Saturday, September 10, 2005

Will FEBAR Bring Down the House?

With Friday's news that Federal Emergency Management Agency (FEMA) Director Michael Brown had been relieved of managing the storm clean-up, a bit of reality settled in to Washington. Brown, you probably know, is a man who couldn't manage a horse breeder's association, and yet who was waved through hearings by an eager Joe Lieberman. It was an admission that New Orleans had been Federal Emergencied Beyond All Recognition. But this action does not stop the growing scandal. According to Spencer Hsu of the Washington Post, five of the top FEMA officials "came to their posts with virtually no experience handling disasters," and the "ranks of seasoned crisis managers have thinned dramatically since the September 11, 2001, attacks."

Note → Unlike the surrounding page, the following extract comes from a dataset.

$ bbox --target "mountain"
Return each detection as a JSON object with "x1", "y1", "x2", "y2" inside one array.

The Katrina catastrophe and the failure of response - FEBAR - have primed the pump of a deep well, that of liberal and Democratic anger. It isn't just that traffic on liberal blogs has spiked. It isn't just that the images have been so shocking, the reality of a nation unprepared for disaster so outrageous. It is that it cuts in sharp relief how out of power the Democrats are, and what that really means.

The final outrage may have been the formation of a "bipartisan committee" without telling the Democratic leadership of either house, without assuring equal representation, and without giving bipartisan subpoenas power. Publicly and privately, Democratic office holders exploded. When Scott McClellan went through an entire press conference saying that "we shouldn't play the blame game" and the press did not challenge him, it was a sharp, stiff shock to the systems of more than a few representatives who at long last realized what, exactly, Rove's Republic meant to them.